### Data mining goal
We aim to investigate the effect of chemicals (phosphate, ammonium, nitrate) together with precipitation on the oxygen level by means of predicting the oxygen in the influent water before the water is treated and drained into the environment. 

### Model choice

Based on observation of data assumption we have decided to use Random Forest Regression. Main reasons behind the choice of this model are its properties such as: flexibility to outliers, proneness to overfitting, handling of non-linear and skewed data.
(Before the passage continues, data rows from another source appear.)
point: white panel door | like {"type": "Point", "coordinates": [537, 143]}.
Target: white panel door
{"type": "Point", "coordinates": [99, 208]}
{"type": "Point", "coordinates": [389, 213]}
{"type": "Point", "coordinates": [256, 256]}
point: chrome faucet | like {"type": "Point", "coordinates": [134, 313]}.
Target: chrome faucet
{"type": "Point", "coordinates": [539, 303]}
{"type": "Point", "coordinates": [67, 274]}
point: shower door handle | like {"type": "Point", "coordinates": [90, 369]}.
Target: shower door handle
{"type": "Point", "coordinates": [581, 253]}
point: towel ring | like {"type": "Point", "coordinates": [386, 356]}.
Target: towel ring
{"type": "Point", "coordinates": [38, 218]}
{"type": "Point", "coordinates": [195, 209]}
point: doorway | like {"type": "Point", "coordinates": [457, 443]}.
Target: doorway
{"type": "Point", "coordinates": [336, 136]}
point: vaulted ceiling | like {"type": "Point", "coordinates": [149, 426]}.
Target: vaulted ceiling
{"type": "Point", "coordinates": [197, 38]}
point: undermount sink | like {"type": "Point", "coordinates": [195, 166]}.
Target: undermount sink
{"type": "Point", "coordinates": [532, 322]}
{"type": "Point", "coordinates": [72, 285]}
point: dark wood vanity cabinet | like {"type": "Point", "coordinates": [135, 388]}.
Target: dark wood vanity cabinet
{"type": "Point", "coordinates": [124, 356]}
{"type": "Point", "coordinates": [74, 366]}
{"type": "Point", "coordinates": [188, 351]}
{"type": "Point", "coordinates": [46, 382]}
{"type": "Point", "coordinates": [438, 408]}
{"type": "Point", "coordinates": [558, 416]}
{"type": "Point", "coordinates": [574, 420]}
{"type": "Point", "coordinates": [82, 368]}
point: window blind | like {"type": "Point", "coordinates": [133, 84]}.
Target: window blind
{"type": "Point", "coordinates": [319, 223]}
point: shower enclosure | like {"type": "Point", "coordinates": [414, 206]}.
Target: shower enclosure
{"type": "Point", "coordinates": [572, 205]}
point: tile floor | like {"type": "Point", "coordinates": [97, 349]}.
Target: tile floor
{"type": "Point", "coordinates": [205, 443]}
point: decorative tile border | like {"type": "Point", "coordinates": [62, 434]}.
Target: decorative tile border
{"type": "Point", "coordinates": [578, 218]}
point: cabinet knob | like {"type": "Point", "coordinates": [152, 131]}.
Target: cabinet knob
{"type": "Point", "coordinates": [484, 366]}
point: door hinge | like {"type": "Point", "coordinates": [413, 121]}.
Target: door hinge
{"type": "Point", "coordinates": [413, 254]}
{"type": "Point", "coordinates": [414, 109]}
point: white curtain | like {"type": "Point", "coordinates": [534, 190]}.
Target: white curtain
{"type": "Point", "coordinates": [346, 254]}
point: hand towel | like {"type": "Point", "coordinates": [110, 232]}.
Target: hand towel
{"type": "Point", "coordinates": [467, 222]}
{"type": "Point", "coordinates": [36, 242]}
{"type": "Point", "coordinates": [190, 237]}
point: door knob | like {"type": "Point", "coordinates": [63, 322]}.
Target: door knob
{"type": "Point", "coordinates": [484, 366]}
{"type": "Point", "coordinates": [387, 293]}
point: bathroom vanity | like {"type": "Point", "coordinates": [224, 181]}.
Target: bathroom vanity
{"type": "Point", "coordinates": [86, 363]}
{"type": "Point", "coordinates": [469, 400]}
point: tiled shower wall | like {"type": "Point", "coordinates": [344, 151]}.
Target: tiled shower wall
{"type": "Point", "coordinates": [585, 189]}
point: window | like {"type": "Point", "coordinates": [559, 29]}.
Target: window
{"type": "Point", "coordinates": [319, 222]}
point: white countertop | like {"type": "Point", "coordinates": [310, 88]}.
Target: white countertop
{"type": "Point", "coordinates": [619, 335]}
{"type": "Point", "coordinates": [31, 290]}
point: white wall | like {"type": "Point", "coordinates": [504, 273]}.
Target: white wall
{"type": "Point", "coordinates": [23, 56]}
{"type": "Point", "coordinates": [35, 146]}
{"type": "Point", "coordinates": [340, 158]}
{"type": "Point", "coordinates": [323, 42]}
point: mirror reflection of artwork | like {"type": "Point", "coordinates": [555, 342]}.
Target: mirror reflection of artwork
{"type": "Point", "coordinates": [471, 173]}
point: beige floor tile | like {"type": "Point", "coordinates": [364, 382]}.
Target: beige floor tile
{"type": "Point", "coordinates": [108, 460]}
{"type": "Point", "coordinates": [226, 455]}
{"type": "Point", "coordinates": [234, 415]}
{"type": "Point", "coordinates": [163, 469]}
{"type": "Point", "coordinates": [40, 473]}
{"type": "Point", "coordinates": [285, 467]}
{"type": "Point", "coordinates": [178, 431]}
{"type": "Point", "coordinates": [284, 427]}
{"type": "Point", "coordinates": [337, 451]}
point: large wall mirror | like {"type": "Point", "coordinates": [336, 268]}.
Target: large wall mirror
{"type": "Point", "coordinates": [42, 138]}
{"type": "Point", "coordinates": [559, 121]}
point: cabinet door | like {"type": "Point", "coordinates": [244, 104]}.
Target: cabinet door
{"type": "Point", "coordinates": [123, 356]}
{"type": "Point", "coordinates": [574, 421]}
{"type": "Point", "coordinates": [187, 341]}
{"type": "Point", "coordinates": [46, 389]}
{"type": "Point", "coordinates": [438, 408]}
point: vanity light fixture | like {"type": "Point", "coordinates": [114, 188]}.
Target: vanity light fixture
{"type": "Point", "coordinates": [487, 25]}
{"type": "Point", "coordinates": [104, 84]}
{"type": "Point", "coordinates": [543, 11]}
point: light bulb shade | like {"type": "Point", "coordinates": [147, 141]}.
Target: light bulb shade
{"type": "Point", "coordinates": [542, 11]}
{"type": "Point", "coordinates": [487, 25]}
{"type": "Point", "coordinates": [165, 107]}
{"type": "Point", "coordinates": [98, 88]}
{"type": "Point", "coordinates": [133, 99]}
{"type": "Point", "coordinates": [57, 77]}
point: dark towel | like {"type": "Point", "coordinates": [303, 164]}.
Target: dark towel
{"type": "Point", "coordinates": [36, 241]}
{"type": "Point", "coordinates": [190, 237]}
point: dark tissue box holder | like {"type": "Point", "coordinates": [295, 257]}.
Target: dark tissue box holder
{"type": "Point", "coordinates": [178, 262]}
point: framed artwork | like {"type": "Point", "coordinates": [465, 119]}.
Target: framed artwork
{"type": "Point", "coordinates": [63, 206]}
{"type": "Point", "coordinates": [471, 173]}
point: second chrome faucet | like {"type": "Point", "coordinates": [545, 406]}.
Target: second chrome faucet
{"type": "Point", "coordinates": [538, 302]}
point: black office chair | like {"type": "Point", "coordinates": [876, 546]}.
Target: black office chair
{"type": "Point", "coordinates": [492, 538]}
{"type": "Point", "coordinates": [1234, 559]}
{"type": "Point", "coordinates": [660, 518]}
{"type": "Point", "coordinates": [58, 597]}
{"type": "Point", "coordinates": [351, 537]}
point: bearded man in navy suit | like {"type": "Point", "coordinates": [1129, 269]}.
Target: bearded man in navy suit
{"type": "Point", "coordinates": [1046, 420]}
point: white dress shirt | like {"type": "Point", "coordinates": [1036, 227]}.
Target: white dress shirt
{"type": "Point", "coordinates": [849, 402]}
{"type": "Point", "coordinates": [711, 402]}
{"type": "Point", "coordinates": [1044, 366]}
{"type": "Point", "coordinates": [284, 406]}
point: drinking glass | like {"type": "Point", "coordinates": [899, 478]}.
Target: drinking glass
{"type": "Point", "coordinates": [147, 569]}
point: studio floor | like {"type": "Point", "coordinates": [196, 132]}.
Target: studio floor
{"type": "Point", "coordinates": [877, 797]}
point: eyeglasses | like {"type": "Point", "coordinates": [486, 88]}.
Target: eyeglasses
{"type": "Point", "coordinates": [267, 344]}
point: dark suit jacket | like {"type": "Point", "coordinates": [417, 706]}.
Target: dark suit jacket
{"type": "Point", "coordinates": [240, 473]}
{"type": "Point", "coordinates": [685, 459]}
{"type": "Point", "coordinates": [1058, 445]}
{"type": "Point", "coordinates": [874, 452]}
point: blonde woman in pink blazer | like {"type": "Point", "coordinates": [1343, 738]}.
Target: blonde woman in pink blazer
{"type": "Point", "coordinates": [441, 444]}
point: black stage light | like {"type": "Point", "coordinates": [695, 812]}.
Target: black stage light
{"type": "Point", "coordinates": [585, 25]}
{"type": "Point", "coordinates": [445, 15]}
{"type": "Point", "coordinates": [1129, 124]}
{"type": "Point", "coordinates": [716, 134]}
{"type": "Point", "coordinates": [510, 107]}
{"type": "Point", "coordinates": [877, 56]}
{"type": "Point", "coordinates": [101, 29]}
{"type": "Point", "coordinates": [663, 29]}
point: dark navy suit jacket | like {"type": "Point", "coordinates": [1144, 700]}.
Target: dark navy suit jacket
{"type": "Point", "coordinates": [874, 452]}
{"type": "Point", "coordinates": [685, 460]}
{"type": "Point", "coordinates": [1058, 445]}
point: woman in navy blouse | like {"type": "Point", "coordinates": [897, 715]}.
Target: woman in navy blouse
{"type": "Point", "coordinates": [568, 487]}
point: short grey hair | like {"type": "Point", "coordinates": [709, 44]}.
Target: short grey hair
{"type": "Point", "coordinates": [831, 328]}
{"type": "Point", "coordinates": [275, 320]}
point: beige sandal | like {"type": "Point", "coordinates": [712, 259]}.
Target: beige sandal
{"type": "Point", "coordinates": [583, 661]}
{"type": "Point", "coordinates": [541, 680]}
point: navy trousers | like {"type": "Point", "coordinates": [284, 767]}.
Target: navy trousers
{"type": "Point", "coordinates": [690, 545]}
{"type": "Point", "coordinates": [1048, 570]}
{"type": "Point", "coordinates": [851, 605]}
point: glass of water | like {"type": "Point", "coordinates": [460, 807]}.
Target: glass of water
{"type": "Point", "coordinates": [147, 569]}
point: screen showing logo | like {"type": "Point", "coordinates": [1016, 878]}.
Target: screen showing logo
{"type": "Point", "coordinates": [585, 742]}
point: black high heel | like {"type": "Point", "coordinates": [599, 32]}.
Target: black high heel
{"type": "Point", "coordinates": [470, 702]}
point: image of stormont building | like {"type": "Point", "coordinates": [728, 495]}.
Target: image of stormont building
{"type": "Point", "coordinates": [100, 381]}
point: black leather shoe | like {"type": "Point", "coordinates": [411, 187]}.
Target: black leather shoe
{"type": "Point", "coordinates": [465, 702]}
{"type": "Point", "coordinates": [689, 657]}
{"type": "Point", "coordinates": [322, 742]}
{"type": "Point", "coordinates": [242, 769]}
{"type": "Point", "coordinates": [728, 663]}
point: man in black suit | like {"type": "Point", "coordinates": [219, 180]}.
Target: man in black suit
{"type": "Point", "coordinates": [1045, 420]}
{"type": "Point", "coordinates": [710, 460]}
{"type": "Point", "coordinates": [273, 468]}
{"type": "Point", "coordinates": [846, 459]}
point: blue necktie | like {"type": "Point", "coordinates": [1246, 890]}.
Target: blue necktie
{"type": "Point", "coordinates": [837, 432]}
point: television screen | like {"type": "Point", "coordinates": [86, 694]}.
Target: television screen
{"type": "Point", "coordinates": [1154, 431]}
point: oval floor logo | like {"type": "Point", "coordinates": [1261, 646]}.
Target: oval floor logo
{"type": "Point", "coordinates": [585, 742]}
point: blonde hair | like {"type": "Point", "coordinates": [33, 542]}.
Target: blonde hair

These characteristics align nicely with our data which makes this model a suitable choice for achieving our data mining goal. 

In [None]:
import pandas as pd
import numpy as np
import matplotlib.pyplot as plt
from sklearn.metrics import root_mean_squared_error, r2_score,mean_absolute_error
from sklearn.preprocessing import StandardScaler
import seaborn as sns
from sklearn.model_selection import TimeSeriesSplit
from sklearn.model_selection import GridSearchCV
from sklearn.tree import export_graphviz
from sklearn.ensemble import RandomForestRegressor
from sklearn.datasets import make_regression
from sklearn.preprocessing import MinMaxScaler
from sklearn.tree import export_graphviz
from sklearn import tree
import os

In [None]:

def create_features(df :pd.DataFrame):
    """
    Function that will encode time as a trigonometric function (sin, cos, etc.)
    
    Args:
    df (pd.DataFrame): DataFrame with a datetime index.

    Returns:
    pd.DataFrame: DataFrame with added time-based and cyclic features. 
    
    TODO: added error handling and improper use of provided dataset
	"""
    df['minute'] = df.index.minute
    df['hour'] = df.index.hour
    df['dayofweek'] = df.index.dayofweek
    df['quarter'] = df.index.quarter
    df['month'] = df.index.month
    
    # Sine and cosine transformations for cyclic features																
    df['minute_sin'] = np.sin(2 * np.pi * df['minute'] / 60)
    df['minute_cos'] = np.cos(2 * np.pi * df['minute'] / 60)
    
    df['hour_sin'] = np.sin(2 * np.pi * df['hour'] / 24)
    df['hour_cos'] = np.cos(2 * np.pi * df['hour'] / 24)
    
    df['dayofweek_sin'] = np.sin(2 * np.pi * df['dayofweek'] / 7)
    df['dayofweek_cos'] = np.cos(2 * np.pi * df['dayofweek'] / 7)
    
    df['quarter_sin'] = np.sin(2 * np.pi * df['quarter'] / 4)
    df['quarter_cos'] = np.cos(2 * np.pi * df['quarter'] / 4)
    
    df['month_sin'] = np.sin(2 * np.pi * df['month'] / 12)
    df['month_cos'] = np.cos(2 * np.pi * df['month'] / 12)
    df.dropna(inplace=True)
    
    return df

As we are dealing with time series data, we have to take past values into account due to autocorrelation. This means that the past values of features will be supplied as features to the training dataset.

In [None]:
def add_lags(df):
    target_map = df['oxygenValue'].to_dict()
    df['lag_1']=(df.index - pd.Timedelta('1 hour')).map(target_map)
    df['lag_2']=(df.index - pd.Timedelta('2 hour')).map(target_map)
    df['lag_3']=(df.index - pd.Timedelta('3 hour')).map(target_map)
    return df

Here we are loading the merged data set which contains all of the relevant features and target values. All values are **cleaned**.

**Target**: oxygenValue

**Features**: nitrateValue, phosphateValue, waterFlowPerMinute, precipitation

In [None]:
df = pd.read_parquet('./data/cleanedData/allDataClient.parquet') #alternatively you can supply path as 'allDataClient.parquet'
df.set_index('measurementDate', inplace=True)
df.dropna(inplace=True)
df.describe()

Specila case of k-fold validation to account for the time series data. 

In [None]:
nFolds = 5
tss = TimeSeriesSplit(n_splits=nFolds, test_size=60*24*30, gap=60*24)
df = df.sort_index()

Splitting data set into the train and test set which is sunsequently visualized using target values 

In [None]:
graph_train = df.loc[df.index<'2021-10-01']
graph_test = df.loc[df.index>='2021-10-01']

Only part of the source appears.